SELECT Name, Age FROM people;

Output:

+-------+---+
|   Name|Age|
+-------+---+
|  Anand| 25|
|   Bala| 30|
| Kavitha| 28|
|    Raj| 35|
+-------+---+

Example 2: Dropping Multiple Columns

PySpark:

# Dropping multiple columns
df_dropped = df.drop("Age", "Gender")
df_dropped.show()

Spark SQL:

SELECT Name FROM people;

Output:

+-------+
|   Name|
+-------+
|  Anand|
|   Bala|
| Kavitha|
|    Raj|
+-------+

Example 3: Dropping Columns Using a List

PySpark:

# Dropping columns using a list
columns_to_drop = ["Age", "Gender"]
df_dropped = df.drop(*columns_to_drop)
df_dropped.show()

Spark SQL:

SELECT Name FROM people;

Output:

+-------+
|   Name|
+-------+
|  Anand|
|   Bala|
| Kavitha|
|    Raj|
+-------+

Example 4: Dropping Columns with Special Characters

PySpark:

# Dropping a column with special characters
df_with_special_chars = df.withColumnRenamed("Gender", "Gender/Sex")
df_dropped = df_with_special_chars.drop("Gender/Sex")
df_dropped.show()

Spark SQL:

SELECT Name, Age FROM people;

Output:

+-------+---+
|   Name|Age|
+-------+---+
|  Anand| 25|
|   Bala| 30|
| Kavitha| 28|
|    Raj| 35|
+-------+---+

Example 5: Dropping Columns in a DataFrame with Nested Structures

PySpark:

from pyspark.sql.types import StructType, StructField, StringType, IntegerType

schema = StructType([
    StructField("Name", StringType(), True),
    StructField("Age", IntegerType(), True),
    StructField("Address", StructType([
        StructField("City", StringType(), True),
        StructField("State", StringType(), True)
    ]), True)
])

data = [("Anand", 25, ("Chennai", "Tamil Nadu")), 
        ("Bala", 30, ("Bangalore", "Karnataka")), 
        ("Kavitha", 28, ("Hyderabad", "Telangana"))]

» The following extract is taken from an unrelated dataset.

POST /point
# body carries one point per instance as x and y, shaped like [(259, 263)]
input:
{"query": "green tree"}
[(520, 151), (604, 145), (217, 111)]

df = spark.createDataFrame(data, schema)

# Dropping nested columns
df_dropped = df.drop("Address.City")
df_dropped.show(truncate=False)

Output:

+-------+---+------------+
|Name   |Age|Address     |
+-------+---+------------+
|Anand  |25 |{Tamil Nadu}|
|Bala   |30 |{Karnataka} |
|Kavitha|28 |{Telangana} |
+-------+---+------------+

Example 6: Dropping Columns Dynamically

PySpark:

# Dropping columns dynamically
columns_to_drop = ["Age", "Gender"]

for column in columns_to_drop:
    df = df.drop(column)

df.show()

Output:

+-------+
|   Name|
+-------+
|  Anand|
|   Bala|
| Kavitha|
|    Raj|
+-------+

5. Common Use Cases

  • Removing sensitive or irrelevant data before sharing or analysis.
  • Preparing data for machine learning by removing irrelevant features.
  • Cleaning up data after joins or transformations to remove redundant columns.

6. Performance Considerations

  • Dropping columns is a lightweight operation as it only changes metadata and does not involve data transformation.
  • Use this command to avoid data duplication or unnecessary transformations.

7. Key Takeaways

  1. The drop() command is used to remove one or more columns from a DataFrame.
  2. It allows you to drop columns by specifying their names or using a list of column names.
  3. Dropping columns is a metadata operation and does not involve data movement, making it very efficient.
  4. In Spark SQL, similar functionality can be achieved by excluding columns from the SELECT statement.
  5. Works efficiently on large datasets as it does not involve data transformation.